Some recent, high-profile cases have highlighted the significant fines for businesses found guilty of misleading advertising. The $44.7 million fine imposed on travel group Trivago by the Federal Court for misleading customers demonstrates that making false claims in advertising can be very costly.
Trivago breaches Australian Consumer Law with misleading advertising
The global hotel booking giant Trivago advertised widely that it made it easy to find the "best price", whereas in fact the company often listed more expensive options at the top of its search results. (Please see Australian Competition and Consumer Commission v Trivago N.V. (No 2)  FCA 417.)
The Australian Competition and Consumer Commission sought a penalty of $90 million when it took Trivago to court for breaching Australian Consumer Law on multiple occasions. Trivago argued $15 million was an appropriate penalty.
How Trivago misled its customers
Justice Mark Moshinsky said in his judgement that Trivago's breaches of consumer law were "extremely serious", as its advertising was "highly misleading".
Trivago was found by the court to have chosen its top listed hotels according to which online hotel booking site paid Trivago the highest cost-per-click fee.
The judgement said Trivago's advertising conveyed that the Trivago website would quickly and easily identify the cheapest rates available for a hotel room responding to a consumer's search.
But the website did not do this. Higher priced offers were selected for the top position over alternative, lower priced offers in 66.8 per cent of listings.
The court found that over three years, 93 per cent of clicks went to the offer in the top position - about 57 million clicks. Over that period Trivago earned $92 million from those deceptive top listings.
The court found consumers paid $30 million more for their hotel rooms than they would have if they had always clicked on the cheapest offer, instead of the top offer listed by Trivago.
Misleading advertising found to be in breach of consumer law
The judgement in the Trivago case demonstrates that misleading advertising or making exaggerated claims in marketing can be punished harshly if it is deemed to have breached consumer law, which is designed to protect consumers.
The court found that Trivago's actions were on the very serious end of the spectrum. It was a very large business which had not just made an error or exaggerated something: instead it had acted with great deliberation simply to maximise its profits, with little regard for the interests of its customers.
However, it cannot be assumed that a small business just making some misjudgement might be treated leniently. The court cited a very recent High Court case emphasising that the principal consideration in setting a penalty in this field is deterring non-compliance. This is why it is so important for businesses to be satisfied that their advertising is not misleading.
If a business is in doubt about whether its marketing could breach consumer law, it would be wise to get legal advice before it ends in a huge fine and loss of reputation.

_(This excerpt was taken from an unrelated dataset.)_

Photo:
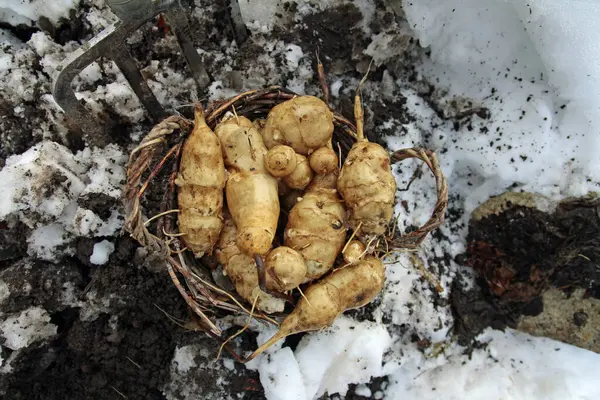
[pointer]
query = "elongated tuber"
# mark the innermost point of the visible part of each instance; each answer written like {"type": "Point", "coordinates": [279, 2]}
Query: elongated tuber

Uber's misleading or deceptive conduct
Another massive fine is already in the pipeline, with Uber admitting to the ACCC that it had engaged in misleading or deceptive conduct and made false or misleading representations in the Uber ridesharing app.
Uber admitted it told two million customers they could be charged a fee for cancellations that were actually free, and for inflating the predicted price of regular taxis. A proposed $26 million fine is currently before the Federal Court.